Hay una frase que comenzó a repetirse cada vez más entre vecinos de Nueve de Julio y que ya dejó de ser una simple percepción aislada para transformarse en una sensación colectiva: “la ciudad se apaga temprano”.

Basta recorrer el centro algunas noches para encontrar una postal que años atrás parecía impensada. Persianas bajas desde las 20, calles con escaso movimiento, bares con poca gente y esquinas donde el silencio reemplazó al ritmo habitual de otros tiempos.
Para muchos, el cambio se profundizó después de la pandemia. Para otros, el problema viene desde antes y responde a una mezcla de factores económicos, sociales y culturales que fueron modificando los hábitos de los nuevejulienses.

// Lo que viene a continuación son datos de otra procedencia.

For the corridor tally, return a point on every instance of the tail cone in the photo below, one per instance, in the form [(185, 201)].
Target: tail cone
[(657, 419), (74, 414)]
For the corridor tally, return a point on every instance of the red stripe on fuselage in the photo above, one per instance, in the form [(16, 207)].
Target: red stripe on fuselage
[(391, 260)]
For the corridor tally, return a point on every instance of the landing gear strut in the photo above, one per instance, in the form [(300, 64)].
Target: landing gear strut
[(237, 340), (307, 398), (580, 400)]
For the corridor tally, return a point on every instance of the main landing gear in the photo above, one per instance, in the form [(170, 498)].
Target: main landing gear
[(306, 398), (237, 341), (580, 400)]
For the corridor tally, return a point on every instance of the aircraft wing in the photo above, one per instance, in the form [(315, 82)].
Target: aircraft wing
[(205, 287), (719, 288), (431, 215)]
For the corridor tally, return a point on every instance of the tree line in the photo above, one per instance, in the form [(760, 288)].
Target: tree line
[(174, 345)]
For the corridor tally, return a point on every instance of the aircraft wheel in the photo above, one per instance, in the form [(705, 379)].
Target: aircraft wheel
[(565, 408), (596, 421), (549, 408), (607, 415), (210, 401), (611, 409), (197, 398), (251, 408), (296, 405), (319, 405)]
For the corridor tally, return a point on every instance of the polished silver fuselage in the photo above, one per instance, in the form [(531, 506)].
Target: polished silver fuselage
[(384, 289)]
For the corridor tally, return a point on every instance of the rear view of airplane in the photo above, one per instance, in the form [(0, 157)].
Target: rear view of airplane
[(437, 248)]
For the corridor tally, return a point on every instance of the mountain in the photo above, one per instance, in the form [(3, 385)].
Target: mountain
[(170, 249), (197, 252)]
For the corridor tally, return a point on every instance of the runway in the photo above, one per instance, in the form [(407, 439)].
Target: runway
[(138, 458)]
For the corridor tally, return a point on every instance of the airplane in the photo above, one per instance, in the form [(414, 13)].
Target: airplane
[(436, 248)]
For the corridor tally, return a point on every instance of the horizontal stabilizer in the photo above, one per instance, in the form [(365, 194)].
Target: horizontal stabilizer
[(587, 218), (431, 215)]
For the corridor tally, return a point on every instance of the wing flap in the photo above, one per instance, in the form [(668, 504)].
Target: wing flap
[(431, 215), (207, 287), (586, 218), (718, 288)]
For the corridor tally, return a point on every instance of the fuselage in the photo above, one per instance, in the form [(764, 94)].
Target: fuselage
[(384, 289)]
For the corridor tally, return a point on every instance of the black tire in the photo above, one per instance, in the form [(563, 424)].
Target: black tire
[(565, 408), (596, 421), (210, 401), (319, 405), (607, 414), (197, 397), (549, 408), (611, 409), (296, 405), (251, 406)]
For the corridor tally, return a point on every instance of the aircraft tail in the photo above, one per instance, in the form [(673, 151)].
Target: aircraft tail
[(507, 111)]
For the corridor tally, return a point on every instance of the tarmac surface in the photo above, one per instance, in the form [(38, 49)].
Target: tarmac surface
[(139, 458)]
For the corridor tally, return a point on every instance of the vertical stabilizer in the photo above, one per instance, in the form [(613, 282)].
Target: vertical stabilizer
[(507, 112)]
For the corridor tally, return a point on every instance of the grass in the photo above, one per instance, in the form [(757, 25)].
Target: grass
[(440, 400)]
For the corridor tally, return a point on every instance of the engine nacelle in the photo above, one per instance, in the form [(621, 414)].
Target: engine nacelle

Salir ya no resulta tan sencillo como hace algunos años. El costo de una cena, una salida o incluso un café comenzó a pesar en muchos bolsillos. A eso se suma el cansancio cotidiano, el crecimiento del delivery, las plataformas de streaming y una sensación de inseguridad que, aunque muchas veces no aparece reflejada en estadísticas, sí influye en las decisiones diarias de cientos de vecinos.
“Antes caminabas por la plaza y el centro hasta tarde y siempre había movimiento”, recuerdan comerciantes históricos que observan cómo la actividad nocturna fue perdiendo intensidad con el paso del tiempo.
La situación también impacta en distintos sectores económicos. Remiserías, kioscos, gastronómicos y comercios vinculados a la noche reconocen que el movimiento ya no es el mismo y que las jornadas se acortan cada vez más.
El fenómeno alcanza especialmente a los jóvenes, muchos de los cuales aseguran que en la ciudad “cada vez hay menos cosas para hacer”. Algunos eligen reuniones privadas y muchos directamente adoptaron hábitos más hogareños.
Sin embargo, detrás de la nostalgia aparece una pregunta más profunda: ¿qué pasó con la vida nocturna de 9 de Julio?
La respuesta no parece sencilla ni única. Hay quienes apuntan a la economía, otros a los cambios culturales y también quienes creen que la ciudad perdió espacios de encuentro que durante años formaron parte de su identidad social.
Mientras tanto, la imagen se repite. Las noches se vuelven más cortas, el movimiento disminuye temprano y la frase empieza a instalarse cada vez con más fuerza entre conversaciones cotidianas, redes sociales y charlas de café: “La ciudad se apaga temprano”.